# DSP1124P and Hi-Rez Audio



## nppublic (Jun 2, 2009)

About to buy this unit at the local guitar shop. Just a couple questions. First of all, I assume that it takes a digital signal via the LFE with 1/4 plug. I am aware that this unit processes sound at 48 khz whereas the new model is 96 khz. I have 3 questions:

1) Can the unit receive a hi rez sub signal such as 96 or 192 hz and not reject it. With blu-ray the higher rez tracks are becoming more standard.

2) The specs for the unit say: Bandwidth 20 Hz to 20 kHz, -3 dB. My sub goes down to 10 hz. Does this mean that I will lose the 10 hz, or does it mean the unit does not allow equalizing  for anything below 20 hz, but is able to pass a lower signal through unchanged?

3) Does the LFE signal input and output in digital to and from the unit?
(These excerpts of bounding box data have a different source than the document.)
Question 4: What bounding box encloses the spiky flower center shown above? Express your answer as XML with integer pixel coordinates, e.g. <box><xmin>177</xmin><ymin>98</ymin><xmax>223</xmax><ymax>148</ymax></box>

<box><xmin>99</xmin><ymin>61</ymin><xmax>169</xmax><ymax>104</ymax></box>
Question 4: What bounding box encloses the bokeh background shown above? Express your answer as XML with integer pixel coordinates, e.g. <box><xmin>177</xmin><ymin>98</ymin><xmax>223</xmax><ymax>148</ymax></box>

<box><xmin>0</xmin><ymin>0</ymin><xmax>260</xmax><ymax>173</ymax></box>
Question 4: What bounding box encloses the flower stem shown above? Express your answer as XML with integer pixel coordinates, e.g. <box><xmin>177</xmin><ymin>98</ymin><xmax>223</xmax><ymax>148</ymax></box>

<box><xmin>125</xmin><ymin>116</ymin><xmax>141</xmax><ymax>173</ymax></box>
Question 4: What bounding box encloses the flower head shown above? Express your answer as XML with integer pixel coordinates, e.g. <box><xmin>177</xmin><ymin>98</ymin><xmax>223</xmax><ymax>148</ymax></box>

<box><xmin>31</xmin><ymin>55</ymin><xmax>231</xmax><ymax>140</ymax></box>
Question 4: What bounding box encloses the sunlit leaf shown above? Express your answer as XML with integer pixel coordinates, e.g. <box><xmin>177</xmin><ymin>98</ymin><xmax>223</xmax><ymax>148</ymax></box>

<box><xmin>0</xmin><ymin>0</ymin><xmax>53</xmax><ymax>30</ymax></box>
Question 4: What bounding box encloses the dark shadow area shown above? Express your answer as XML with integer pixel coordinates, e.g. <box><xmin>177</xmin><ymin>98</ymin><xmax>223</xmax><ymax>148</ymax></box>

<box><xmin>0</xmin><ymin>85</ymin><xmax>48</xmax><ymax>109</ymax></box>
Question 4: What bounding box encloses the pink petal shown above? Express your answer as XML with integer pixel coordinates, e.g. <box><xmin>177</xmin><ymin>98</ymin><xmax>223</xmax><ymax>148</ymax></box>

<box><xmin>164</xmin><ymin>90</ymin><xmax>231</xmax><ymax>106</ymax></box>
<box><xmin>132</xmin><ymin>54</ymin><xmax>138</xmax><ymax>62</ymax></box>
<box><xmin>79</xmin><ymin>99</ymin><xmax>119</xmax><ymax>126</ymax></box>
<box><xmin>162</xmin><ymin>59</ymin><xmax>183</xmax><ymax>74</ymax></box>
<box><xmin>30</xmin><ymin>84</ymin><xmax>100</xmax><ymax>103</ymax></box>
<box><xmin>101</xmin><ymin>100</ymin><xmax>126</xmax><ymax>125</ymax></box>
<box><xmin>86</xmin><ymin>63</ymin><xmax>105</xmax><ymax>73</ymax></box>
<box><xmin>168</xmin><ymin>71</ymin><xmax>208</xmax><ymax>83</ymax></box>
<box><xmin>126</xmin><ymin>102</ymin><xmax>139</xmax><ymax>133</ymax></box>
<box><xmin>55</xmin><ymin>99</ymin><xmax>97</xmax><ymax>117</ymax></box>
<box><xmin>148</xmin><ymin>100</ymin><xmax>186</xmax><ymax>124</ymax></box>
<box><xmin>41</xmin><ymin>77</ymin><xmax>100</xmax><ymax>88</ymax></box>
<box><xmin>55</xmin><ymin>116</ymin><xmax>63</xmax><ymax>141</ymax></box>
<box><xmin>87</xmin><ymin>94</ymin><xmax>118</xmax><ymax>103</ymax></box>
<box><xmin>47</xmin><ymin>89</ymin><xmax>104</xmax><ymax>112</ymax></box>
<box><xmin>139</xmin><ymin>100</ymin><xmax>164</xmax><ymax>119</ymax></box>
If not does the newer 2496 model?

thanks in advance!


----------



## brucek (Apr 11, 2006)

The BFD1124 and FBQ2496 are analog I/O devices - not digital.

Check out the Behringer site for manuals of all their devices for closer detail.

brucek


----------



## lsiberian (Mar 24, 2009)

It seems you totally don't understand an EQ system. 

Basically the EQ system goes in between your pre-pro and amplifier. 

For the DSP you would feed your LFE pre-amp output to it's input. Then you would feed it's output to your subs amp input. 

The DCX is a better system that allow complete integration of the front sound stage with enough external amps. 

Hi-Rez is processed by the pre-pro not the crossover or amps. 

If you are using a receiver it would likely be your pre-pro.


----------